The paper develops a novel class of exponential quadrature rules for fractional sources, improving convergence order and expressing solutions via fractional Mittag-Leffler functions.

Findings

New quadrature rules can reach order 1 + νr with proper collocation points.

Methods are expressed using fractional Mittag-Leffler functions.

Numerical experiments confirm theoretical convergence and effectiveness.

Abstract

In this manuscript, we propose newly-derived exponential quadrature rules for stiff linear differential equations with time-dependent fractional sources in the form $h(t^r)$, with $0<r<1$ and $h$ a sufficiently smooth function.

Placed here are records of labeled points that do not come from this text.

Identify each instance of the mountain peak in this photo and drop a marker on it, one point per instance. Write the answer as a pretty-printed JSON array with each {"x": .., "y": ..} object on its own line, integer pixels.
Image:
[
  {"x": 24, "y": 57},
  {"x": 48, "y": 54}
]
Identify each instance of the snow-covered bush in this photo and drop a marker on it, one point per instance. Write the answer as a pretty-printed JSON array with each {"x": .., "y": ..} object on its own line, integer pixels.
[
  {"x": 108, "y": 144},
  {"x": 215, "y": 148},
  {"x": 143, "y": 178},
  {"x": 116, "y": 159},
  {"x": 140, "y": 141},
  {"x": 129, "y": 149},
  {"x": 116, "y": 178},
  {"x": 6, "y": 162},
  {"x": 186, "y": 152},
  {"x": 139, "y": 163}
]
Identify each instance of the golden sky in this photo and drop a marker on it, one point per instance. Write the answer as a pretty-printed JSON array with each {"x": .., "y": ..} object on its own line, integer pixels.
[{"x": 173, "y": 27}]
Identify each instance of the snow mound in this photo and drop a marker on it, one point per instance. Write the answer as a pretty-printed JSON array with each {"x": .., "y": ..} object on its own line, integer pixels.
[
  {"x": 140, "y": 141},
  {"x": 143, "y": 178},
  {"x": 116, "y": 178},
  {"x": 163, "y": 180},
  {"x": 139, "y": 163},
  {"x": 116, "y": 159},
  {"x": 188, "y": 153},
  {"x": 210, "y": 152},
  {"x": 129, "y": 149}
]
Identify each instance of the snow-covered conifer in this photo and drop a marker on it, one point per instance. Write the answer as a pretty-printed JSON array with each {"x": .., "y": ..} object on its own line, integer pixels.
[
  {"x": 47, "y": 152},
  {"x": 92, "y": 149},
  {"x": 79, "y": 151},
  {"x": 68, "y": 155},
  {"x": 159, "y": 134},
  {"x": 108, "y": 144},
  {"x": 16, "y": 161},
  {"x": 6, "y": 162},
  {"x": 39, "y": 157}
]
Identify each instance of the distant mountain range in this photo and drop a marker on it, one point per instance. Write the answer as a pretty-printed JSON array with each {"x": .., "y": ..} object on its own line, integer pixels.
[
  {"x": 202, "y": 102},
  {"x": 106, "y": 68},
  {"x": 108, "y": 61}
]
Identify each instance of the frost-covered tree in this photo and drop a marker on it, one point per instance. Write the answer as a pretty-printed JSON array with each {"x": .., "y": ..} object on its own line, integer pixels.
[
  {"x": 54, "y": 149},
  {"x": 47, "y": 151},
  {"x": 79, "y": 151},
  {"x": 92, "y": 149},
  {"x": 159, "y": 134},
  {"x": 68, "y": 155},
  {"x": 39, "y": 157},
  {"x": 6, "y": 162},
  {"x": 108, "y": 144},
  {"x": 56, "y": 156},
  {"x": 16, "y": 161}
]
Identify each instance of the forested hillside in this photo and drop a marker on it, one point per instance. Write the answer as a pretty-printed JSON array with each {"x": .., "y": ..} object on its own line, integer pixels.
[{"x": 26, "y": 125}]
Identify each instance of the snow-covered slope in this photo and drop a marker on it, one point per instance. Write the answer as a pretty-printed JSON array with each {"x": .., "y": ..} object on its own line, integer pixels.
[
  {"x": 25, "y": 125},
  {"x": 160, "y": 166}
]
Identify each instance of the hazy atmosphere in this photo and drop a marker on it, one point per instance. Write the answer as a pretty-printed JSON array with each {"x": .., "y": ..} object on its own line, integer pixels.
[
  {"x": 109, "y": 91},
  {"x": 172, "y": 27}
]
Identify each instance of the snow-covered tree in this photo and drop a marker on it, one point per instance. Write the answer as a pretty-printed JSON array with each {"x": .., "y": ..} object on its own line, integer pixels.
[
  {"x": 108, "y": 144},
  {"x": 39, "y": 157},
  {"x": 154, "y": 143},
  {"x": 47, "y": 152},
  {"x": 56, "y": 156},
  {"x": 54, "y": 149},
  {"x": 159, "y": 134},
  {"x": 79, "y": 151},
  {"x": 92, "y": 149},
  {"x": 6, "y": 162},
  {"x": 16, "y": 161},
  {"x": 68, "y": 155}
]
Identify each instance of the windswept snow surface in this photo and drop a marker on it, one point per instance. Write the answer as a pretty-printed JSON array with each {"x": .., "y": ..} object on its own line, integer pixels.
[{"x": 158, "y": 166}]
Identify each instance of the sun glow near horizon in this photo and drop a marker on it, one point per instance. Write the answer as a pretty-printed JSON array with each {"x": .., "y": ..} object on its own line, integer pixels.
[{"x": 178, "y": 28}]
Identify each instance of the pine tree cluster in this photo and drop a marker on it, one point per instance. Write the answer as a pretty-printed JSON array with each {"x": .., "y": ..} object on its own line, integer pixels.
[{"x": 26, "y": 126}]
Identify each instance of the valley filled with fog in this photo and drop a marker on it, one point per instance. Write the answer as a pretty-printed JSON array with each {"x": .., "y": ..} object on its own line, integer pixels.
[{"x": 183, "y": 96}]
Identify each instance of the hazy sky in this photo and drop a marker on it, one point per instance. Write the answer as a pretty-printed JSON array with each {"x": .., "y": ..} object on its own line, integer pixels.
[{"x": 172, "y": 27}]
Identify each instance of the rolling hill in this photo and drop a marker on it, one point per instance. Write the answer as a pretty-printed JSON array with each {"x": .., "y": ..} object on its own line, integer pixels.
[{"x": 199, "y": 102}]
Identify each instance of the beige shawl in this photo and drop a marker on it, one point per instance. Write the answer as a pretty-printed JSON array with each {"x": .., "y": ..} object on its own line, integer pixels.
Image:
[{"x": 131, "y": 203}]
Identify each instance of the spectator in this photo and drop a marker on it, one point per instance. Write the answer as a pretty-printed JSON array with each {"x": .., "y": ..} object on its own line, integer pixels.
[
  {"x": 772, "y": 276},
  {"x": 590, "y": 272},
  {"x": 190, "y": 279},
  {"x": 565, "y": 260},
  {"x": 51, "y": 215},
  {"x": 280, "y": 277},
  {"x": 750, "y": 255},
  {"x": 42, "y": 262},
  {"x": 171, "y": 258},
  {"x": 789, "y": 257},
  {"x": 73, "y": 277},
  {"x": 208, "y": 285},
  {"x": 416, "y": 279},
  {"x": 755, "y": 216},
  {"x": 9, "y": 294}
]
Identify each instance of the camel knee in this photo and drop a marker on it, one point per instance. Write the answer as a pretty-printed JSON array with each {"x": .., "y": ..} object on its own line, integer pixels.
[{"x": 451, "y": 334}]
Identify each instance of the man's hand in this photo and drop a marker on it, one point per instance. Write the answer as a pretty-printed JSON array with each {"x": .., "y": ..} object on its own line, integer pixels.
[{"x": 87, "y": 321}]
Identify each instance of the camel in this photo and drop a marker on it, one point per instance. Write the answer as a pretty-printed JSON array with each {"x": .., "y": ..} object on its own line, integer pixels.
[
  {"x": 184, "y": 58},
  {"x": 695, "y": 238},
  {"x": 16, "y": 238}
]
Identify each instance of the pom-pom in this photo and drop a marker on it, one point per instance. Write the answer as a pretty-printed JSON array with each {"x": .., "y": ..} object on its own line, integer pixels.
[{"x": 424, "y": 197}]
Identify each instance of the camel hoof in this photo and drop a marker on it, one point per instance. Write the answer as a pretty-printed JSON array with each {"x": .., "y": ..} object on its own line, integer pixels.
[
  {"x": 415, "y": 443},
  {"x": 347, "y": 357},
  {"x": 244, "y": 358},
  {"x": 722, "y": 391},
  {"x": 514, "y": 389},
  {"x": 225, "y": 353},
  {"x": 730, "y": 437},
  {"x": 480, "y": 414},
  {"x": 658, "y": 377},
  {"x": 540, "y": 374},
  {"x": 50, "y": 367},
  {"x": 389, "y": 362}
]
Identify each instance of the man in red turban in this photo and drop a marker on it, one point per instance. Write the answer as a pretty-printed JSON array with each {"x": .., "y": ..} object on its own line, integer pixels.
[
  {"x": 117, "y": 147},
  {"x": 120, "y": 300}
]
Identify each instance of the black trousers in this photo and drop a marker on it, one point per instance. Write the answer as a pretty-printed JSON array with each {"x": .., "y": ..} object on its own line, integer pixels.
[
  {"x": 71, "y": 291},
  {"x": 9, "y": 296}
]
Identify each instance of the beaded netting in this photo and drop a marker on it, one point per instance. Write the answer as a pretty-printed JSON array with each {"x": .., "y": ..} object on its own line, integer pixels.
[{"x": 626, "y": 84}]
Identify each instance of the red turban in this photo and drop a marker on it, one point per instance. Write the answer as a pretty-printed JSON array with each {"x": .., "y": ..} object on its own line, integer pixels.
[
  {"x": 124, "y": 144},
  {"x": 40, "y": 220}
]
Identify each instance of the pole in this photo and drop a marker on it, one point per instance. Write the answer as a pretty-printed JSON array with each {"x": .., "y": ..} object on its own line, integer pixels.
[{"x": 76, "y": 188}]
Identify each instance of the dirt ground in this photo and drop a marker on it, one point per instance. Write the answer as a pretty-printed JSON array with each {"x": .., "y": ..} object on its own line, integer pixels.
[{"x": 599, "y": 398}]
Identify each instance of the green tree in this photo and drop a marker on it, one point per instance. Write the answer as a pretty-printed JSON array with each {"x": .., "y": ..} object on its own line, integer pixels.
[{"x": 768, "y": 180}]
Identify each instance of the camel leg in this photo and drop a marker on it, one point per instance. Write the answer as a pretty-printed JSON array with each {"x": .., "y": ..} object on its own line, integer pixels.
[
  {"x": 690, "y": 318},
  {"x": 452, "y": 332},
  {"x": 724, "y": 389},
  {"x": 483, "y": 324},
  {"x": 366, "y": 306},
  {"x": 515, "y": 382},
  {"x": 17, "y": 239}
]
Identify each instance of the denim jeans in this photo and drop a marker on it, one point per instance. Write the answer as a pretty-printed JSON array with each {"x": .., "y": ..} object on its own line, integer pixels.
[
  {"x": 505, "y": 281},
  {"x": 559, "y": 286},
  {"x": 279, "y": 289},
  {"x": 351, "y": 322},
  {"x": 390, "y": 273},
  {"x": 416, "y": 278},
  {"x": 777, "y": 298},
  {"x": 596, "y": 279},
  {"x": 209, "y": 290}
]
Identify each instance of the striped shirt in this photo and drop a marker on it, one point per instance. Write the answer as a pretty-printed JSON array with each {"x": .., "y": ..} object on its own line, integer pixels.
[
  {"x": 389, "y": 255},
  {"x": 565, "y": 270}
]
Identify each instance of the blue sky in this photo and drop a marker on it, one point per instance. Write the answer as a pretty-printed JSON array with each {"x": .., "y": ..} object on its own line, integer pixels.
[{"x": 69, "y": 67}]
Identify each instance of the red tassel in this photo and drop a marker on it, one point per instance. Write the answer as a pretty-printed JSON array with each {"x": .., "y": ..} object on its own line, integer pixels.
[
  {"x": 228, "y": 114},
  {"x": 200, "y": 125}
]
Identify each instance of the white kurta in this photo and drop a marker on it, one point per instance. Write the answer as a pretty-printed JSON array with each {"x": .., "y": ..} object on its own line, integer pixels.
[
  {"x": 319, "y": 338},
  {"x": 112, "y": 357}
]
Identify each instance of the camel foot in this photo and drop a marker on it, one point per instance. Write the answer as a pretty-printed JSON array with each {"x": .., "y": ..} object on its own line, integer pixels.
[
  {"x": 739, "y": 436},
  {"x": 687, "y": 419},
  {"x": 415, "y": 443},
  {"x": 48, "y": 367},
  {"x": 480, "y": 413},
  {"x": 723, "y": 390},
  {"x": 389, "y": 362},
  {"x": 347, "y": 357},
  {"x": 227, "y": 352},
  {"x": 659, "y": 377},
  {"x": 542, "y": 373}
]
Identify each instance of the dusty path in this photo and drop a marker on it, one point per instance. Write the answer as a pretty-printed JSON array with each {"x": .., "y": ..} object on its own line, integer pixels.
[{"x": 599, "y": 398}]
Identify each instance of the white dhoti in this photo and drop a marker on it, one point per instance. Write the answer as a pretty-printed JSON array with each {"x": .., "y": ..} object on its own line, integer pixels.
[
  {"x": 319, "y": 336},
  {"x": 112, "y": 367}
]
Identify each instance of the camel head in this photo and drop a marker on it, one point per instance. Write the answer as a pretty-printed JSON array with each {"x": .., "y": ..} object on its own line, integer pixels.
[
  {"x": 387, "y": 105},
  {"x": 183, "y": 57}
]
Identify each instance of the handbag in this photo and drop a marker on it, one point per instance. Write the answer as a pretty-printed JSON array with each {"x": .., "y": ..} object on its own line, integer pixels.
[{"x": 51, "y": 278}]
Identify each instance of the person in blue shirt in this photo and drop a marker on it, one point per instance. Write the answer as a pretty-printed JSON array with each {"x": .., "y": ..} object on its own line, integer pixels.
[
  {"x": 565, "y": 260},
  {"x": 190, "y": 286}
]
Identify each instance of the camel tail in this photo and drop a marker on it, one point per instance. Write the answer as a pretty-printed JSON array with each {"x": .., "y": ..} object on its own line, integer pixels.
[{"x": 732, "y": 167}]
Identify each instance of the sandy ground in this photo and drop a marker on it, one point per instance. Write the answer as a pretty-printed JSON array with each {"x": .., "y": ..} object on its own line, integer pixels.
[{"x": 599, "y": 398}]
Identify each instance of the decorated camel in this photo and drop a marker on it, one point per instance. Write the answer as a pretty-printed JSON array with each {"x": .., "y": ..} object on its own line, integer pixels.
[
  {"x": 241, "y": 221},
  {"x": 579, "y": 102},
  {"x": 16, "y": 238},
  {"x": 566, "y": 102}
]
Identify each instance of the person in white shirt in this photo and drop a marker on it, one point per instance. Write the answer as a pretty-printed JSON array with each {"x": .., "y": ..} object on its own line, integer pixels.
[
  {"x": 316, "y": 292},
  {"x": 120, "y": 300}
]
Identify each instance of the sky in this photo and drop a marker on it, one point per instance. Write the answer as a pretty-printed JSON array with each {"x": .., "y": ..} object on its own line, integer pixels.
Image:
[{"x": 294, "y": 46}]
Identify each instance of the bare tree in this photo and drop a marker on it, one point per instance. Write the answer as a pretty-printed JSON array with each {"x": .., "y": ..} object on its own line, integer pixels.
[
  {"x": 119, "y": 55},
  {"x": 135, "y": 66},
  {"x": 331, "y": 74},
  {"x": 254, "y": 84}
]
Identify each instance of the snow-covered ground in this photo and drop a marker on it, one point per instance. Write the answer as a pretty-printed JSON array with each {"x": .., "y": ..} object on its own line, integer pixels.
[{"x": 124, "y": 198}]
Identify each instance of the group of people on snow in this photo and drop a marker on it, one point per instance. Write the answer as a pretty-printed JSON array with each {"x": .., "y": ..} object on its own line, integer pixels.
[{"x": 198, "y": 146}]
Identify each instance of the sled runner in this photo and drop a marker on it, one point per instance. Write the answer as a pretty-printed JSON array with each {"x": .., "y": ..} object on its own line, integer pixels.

To construct the methods, the source term is interpolated at $\nu$ collocation points by a suitable non-polynomial function, yielding to time marching schemes that we call Exponential Quadrature Rules for Fractional sources (EQRF$\nu$). The error analysis is done in the framework of strongly continuous semigroups. Compared to classical exponential quadrature rules, which in our case of interest converge with order $1+r$ at most, we prove that the new methods may reach order $1+\nu r$ for proper choices of the collocation points. We also show that the proposed integrators can be written in terms of special instances of the Mittag--Leffler functions that we call fractional $\varphi$ functions. Several numerical experiments demonstrate the theoretical findings and highlight the effectiveness of the approach.